[R1958 : page 71]

THE PRODIGAL RECEIVED.

—APRIL 19.—Luke 15:11-32.—

Golden Text—"Likewise, I say unto you, there is joy in the presence of the angels of God over one sinner that repenteth."—Luke 15:10.

THIS parable, as also the two preceding ones concerning the joy in finding the lost sheep and the precious bit of silver, was spoken by way of reproof to the murmuring of the Pharisees and scribes against our Lord's gracious attitude toward the publicans and sinners who in great multitudes assembled to hear him. Their complaint was, "This man receiveth sinners, and eateth with them."—Vs. 2.

The parable recognizes two classes in the Jewish nation,—one represented by the "elder son," who had carefully and wisely preserved their portion of the inheritance granted them, and the other a prodigal class who had wasted their portion in riotous living. The former class were the Pharisees, and all who had respect unto their inheritance in the Law Covenant, which was the portion granted to all Israel by the Heavenly Father; while the latter class were such as recklessly plunged into open sin, regardless of all their interests in the inheritance granted to them. But, as a matter of fact, while the one had preserved and the other had wasted his inheritance, neither class had rightly valued or comprehended all that was implied in their share of the inheritance of Israel, and while the one had grievously sinned, neither was the other without sin; and the sin of both hindered the operation of the Law Covenant for their blessing. And so that which was ordained to life was found to be unto death.—Rom. 7:10.

Seeing the helpless condition of all, which neither of these classes realized, God, in his abounding mercy, sent to them the Messenger of a New Covenant, which would indeed be unto life to all who should comply with its righteous conditions. (Gal. 3:21,22; Acts 3:26.) Now while the "elder son" class was really in the most favorable position to receive the blessings of the new covenant in Christ, being schooled in the law and the prophets, all of which testified of Christ in type and prophecy, as a matter of fact, as Jesus said (Matt. 21:31,32), the publicans and harlots were going into the Kingdom blessings and privileges before them. And why? Simply because this "elder son" class had cultivated a spirit of pride and boastfulness, feeling that they had done a very meritorious thing in simply retaining their respect for the law and refraining from riotous living, whereas in this they had done nothing more than their duty, and that they had done very imperfectly. They had actually become so vain and puffed up in their self-righteous conceit that they were thereby blinded to their need of any new covenant of life, and they became foolishly confident of receiving eternal life as a recompense for their imperfect, outward keeping of the law.
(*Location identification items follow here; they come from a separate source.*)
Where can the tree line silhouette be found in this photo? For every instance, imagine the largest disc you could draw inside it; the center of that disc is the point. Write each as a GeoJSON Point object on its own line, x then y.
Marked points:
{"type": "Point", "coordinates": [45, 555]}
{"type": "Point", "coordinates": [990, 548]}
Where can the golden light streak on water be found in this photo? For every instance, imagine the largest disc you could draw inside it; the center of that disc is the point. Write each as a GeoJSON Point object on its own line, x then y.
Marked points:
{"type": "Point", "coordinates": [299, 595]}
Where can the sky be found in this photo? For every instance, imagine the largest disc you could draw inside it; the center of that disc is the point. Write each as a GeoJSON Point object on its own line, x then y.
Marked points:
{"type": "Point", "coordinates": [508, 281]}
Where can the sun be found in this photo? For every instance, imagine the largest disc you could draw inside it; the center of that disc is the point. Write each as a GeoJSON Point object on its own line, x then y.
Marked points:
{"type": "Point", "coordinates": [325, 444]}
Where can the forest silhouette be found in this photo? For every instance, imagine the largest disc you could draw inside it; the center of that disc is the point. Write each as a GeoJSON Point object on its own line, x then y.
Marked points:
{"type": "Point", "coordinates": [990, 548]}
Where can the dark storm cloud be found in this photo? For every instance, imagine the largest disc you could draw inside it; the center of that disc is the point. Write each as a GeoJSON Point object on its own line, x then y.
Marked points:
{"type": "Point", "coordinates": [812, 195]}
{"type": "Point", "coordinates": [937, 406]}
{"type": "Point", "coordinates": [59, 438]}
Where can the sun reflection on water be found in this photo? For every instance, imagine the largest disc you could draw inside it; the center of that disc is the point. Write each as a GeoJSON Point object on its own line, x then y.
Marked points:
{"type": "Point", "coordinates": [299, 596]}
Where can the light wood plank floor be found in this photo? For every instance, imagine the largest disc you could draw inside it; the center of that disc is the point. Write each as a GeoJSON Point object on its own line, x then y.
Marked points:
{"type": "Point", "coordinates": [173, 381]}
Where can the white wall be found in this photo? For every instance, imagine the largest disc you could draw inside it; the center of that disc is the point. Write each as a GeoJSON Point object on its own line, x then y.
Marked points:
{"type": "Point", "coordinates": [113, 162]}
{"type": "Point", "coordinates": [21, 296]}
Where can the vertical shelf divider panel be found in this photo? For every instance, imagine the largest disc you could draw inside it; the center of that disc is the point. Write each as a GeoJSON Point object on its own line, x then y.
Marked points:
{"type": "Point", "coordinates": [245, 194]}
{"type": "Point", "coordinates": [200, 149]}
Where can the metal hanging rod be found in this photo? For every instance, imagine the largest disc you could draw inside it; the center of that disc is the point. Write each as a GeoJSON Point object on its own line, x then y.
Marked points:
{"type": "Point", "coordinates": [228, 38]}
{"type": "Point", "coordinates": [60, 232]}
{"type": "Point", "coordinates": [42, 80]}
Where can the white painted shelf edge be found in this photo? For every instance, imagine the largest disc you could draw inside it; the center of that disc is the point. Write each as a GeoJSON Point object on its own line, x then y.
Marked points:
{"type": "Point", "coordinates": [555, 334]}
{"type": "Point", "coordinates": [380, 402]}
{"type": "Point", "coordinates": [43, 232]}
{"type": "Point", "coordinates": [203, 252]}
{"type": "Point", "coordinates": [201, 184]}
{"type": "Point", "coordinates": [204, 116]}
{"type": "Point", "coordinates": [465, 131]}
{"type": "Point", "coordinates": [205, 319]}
The publicans and sinners, on the other hand, seeing nothing whatever in themselves to boast of, saw no hope for themselves in the provisions of God's perfect law, which [R1958 : page 72] they had openly and grossly violated; and being despised by and cast out from the more law-abiding "elder brother" class, they were ready to appreciate the condescending love and kindness of the Lord, the great Teacher and Prophet in Israel, and to profit by his instructions. The hearts of many of this "prodigal" class were won by the meek and loving zeal of the Lord for their recovery from the bondage of sin and their reestablishment in the favor of God.

Had the hearts of the scribes and Pharisees been right, had they really been actuated by the spirit of the divine law, even though they could not fulfil its letter, they would have rejoiced in the return of the prodigal publicans and sinners from the paths of sin to the paths of righteousness. But, actuated by a spirit of proud self-righteousness, they scorned the returning prodigal and arrayed themselves in opposition to the Lord, the Heavenly Father's representative, who graciously welcomed them and taught them and companied with them and blessed them. This loving, helpful spirit is the spirit which the Lord would have all his people exercise toward even the most degraded of men who manifest any disposition to forsake sin and return to the right ways of the Lord. In our Father's name, he would have us meet them, even while they are yet a long way off, and encourage their return with assurances of a hearty welcome and a blessed feast. He would have us bring hither the best robe,—the robe of Christ's imputed righteousness, that, thus clothed, they may receive the unending divine favor of which the ring was a symbol, and the seal of the Father's love of which the kiss was a token.

This is the spirit manifested also among all the holy angels:—"There is joy in the presence of the angels of God over one sinner that repenteth."